The project’s team leader decided to use Snort IDS after my recommendation. Using Snort allowed the project to comply with the client’s security baseline and save $800/month by not using the IDS solution offered by the hosting company.
The only way that I could test the Snort installation’s functionality and configuration was through real world attack simulations. I tried to simulate attacks by using penetration testing tools.
First Test – Port Scanning
Most of the time penetration testing starts with a port scan which allows the tester to probe the target and attempt to discover any open ports, running services and to detect the operating system. To do this I used nmap.
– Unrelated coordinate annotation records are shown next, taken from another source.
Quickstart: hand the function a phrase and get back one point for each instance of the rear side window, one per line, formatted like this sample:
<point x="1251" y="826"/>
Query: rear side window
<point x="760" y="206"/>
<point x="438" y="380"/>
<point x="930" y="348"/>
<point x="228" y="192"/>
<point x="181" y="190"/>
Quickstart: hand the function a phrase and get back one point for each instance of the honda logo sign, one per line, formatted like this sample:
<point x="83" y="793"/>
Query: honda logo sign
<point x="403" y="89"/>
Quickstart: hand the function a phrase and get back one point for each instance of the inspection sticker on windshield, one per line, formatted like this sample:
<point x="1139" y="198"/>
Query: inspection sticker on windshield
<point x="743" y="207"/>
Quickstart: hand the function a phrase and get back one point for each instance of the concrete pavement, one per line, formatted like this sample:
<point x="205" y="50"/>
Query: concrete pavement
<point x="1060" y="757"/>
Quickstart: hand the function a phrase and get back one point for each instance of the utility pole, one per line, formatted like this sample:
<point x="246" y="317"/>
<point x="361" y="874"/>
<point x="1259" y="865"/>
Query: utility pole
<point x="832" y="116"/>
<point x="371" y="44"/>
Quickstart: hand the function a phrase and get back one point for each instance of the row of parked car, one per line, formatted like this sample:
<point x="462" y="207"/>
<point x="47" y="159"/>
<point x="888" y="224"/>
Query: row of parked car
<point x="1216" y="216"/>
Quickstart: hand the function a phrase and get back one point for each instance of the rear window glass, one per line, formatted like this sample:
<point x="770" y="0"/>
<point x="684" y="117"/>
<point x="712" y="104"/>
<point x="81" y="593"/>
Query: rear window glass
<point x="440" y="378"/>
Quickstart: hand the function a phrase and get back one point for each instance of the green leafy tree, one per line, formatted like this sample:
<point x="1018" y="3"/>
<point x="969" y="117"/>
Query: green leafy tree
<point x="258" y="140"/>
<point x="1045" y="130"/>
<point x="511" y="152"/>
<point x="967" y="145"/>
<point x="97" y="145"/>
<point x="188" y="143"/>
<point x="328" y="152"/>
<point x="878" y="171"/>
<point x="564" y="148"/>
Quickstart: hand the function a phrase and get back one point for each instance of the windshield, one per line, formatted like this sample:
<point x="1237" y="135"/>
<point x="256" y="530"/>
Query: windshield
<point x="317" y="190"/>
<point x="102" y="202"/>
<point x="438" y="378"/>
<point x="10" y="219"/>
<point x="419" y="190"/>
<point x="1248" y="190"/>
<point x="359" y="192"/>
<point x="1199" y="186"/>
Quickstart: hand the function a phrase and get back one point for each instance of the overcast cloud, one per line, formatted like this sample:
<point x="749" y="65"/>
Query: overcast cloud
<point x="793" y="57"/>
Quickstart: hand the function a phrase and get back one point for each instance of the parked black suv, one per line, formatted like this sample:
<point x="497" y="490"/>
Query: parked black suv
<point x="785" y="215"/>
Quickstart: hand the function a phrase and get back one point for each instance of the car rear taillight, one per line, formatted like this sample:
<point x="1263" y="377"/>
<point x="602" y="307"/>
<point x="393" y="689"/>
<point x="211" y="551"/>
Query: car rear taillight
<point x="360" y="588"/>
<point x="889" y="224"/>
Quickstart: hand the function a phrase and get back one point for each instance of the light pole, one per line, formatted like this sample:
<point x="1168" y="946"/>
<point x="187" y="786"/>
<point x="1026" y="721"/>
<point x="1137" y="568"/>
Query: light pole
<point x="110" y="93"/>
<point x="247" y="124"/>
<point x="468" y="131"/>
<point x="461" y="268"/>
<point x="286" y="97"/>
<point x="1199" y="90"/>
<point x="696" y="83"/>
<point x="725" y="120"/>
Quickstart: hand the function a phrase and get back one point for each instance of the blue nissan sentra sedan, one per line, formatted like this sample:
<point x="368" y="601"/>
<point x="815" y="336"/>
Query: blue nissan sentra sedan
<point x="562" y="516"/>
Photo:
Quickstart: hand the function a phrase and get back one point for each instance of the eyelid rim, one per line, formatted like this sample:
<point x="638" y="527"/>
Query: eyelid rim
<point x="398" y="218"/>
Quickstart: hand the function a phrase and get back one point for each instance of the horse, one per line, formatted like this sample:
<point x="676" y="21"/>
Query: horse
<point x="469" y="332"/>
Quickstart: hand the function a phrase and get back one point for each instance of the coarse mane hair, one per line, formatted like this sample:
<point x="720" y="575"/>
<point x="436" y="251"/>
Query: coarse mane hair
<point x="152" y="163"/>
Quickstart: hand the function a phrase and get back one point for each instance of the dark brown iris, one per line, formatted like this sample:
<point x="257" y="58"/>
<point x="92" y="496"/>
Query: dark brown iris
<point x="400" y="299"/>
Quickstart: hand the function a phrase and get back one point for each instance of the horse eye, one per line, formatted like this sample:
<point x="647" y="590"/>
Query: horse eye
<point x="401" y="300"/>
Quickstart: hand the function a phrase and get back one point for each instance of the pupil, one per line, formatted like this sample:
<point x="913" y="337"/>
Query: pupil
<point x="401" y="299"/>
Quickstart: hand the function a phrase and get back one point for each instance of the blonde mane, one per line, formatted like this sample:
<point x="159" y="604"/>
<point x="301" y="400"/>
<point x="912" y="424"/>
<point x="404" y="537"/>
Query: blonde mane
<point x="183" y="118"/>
After running nmap, the Snort box was able to detect the port scan. In addition to a TCP port scan, I used nmap to make a UDP port scan to see how well Snort reacted. The Snort installation was able to detect the UDP port scan without problem.
Second Test – Attack to Apache Server
I decided to take my Snort test to a higher level by using Metasploit to launch some actual attacks to see if Snort would be able to detect the attacks.
The first attack I used from Metasploit was an Apache Range DoS attack (auxiliary/dos/http/apache_range_dos) which is known as Apache Killer. I knew the Apache version installed was not vulnerable, but I just wanted to see if Snort was able to detect the attack. Snort was able to detect this attack and log it as an alert. Then, I used an attack against mod_isapi extension in Apache from Metasploit (auxiliary/dos/http/apache_mod_isapi). Snort was able to detect this and log it without problem.
Third Test – Protocol Anomaly
I tried to play with SSH to establish SSH connections to unconventional ports to check if Snort is able to detect SSH protocol anomalies. After a bit of trial and error, Snort was able to detect the SSH Port mismatches and log the issue as an alert.
Fourth Test – Web Application Fuzzer
I used Webshag as a web application fuzzer (a tool designed to send random data to a web application) to see if Snort would be able to detect the attack. Within a few seconds of launching the attack, Snort started to log Webshag requests and issues alerts for them. However, in this time, Snort was not able to clearly identify the type of suspicious traffic or attack. It just issued thousands of alerts without any further information about the type or the nature of the attack. However this was sufficient for our needs.
Using the above tests, I was confident that Snort was installed and configured correctly.